According to weekend reports, executives from Bell Atlantic and AirTouch are putting the final touches on a stock swap deal that would bring the wireless company's operations under the Bell Atlantic corporate umbrella.
Analysts said the deal--in the abstract--would make sense for a number of reasons. Bell Atlantic has been struggling to keep pace with AT&T, the current leader in the wireless market, but has been unable to compete with the long distance company's nationwide service plan. Acquiring AirTouch would give the Baby Bell a national footprint and give it the largest wireless subscriber base in the United States.
From a consumer perspective, a merger between AirTouch and Bell Atlantic would likely help drive prices down, and perhaps speed the migration of long distance customers to wireless services.
AT&T's Digital One Rate plan, which treats any call inside the company's nationwide service area as a local call, has proven to be enormously successful with consumers. After a merger with AirTouch, Bell Atlantic would have the national network to create its own competing plan.
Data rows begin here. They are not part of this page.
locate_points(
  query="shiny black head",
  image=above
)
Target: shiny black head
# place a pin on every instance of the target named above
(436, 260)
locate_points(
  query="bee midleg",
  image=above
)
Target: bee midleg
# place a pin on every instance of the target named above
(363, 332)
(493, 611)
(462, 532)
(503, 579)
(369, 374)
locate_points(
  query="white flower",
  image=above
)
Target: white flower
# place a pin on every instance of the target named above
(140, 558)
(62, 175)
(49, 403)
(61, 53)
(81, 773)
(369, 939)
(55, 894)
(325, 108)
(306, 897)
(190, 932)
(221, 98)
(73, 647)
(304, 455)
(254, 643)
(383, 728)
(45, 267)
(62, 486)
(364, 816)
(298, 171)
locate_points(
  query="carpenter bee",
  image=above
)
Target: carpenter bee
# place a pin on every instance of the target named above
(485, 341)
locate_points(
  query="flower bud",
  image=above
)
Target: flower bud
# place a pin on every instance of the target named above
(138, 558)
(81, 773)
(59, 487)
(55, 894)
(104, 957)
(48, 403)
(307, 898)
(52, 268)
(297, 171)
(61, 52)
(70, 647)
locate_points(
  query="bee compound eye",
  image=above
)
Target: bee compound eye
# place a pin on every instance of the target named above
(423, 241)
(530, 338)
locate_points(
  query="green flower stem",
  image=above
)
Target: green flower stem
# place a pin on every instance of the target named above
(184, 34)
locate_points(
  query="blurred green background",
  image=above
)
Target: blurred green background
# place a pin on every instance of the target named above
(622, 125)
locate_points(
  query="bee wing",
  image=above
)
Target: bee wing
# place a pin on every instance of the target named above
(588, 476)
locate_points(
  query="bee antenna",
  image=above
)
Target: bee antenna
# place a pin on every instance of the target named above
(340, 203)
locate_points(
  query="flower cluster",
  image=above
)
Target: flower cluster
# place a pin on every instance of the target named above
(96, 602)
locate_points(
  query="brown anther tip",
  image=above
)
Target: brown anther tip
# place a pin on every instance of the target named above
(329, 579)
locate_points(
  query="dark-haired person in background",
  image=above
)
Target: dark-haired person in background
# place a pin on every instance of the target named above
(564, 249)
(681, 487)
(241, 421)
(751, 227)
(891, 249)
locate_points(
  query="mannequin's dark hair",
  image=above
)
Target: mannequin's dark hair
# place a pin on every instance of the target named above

The deal also could help boost the Baby Bell's move towards advanced data technologies, by giving the company an infrastructure for nationwide wireless access to its Internet services. AirTouch does not currently offer wireless Net services, however.
Bell Atlantic and AirTouch already jointly operate a PCS (personal communications services) wireless company called PrimeCo Communications, with service areas scattered across the country. The two companies' own cellular operations also conduct joint equipment purchase negotiations and develop technical and service standards together.
AirTouch was spun out of Pacific Bell, another Bell operating company, in 1994, making its assimilation by Bell Atlantic a relatively easily prospect. And finally, analysts say that there would be few regulatory hurdles, such as those that still await the GTE merger, since no cellular company can have a monopoly in any market.
Despite these advantages, some analysts say that Bell Atlantic risks diluting its earnings per share, as the company will have to issue more stock by engaging in two such enormous mergers at the same time.
"There could be significant dilution of earnings in the near term," said Michael Balhoff, a financial analyst with the Legg Mason Precursor Group.
Much of the effect on the company's ability to maintain its earnings growth will depend on the final price of the deals, and on any savings to the company as a result of the transactions, Balhoff added. These savings could come as possible cuts to national advertising expenditures, any overlap in management structures, or simply by stimulating revenue for one or both of the companies.
Balhoff said that the companies would have to find close to $2 billion of this kind of savings or increased revenue by 2001 just to break even on an earnings-per-share basis. "It's going to be a stretch," he said.
Other analysts agreed that integrating the three companies at a time of considerable change in the telecommunications industry, while still keeping earnings strong in the near-term, would be a difficult task.
"They'll have wonderful nationwide coverage, but they'll have to make their capital extremely productive," Christopher said. "They've got a lot of different cultures to deal with."
One analyst downgraded Bell Atlantic's stock today, but said it was part of a broader look at the whole telecom sector.
"The sector has had very strong stock performance, and the stocks are trading near the high end of their historic trading basis," said CIBC Oppenheimer analyst Timothy Horan. The downgrade was a near-term decision, he said, adding that he expected the stocks to outperform the market later in 1999.
Bell Atlantic's stock fell nearly a point to 53.063 in afternoon trading, while AirTouch shares were down more than 2 points to 69.875.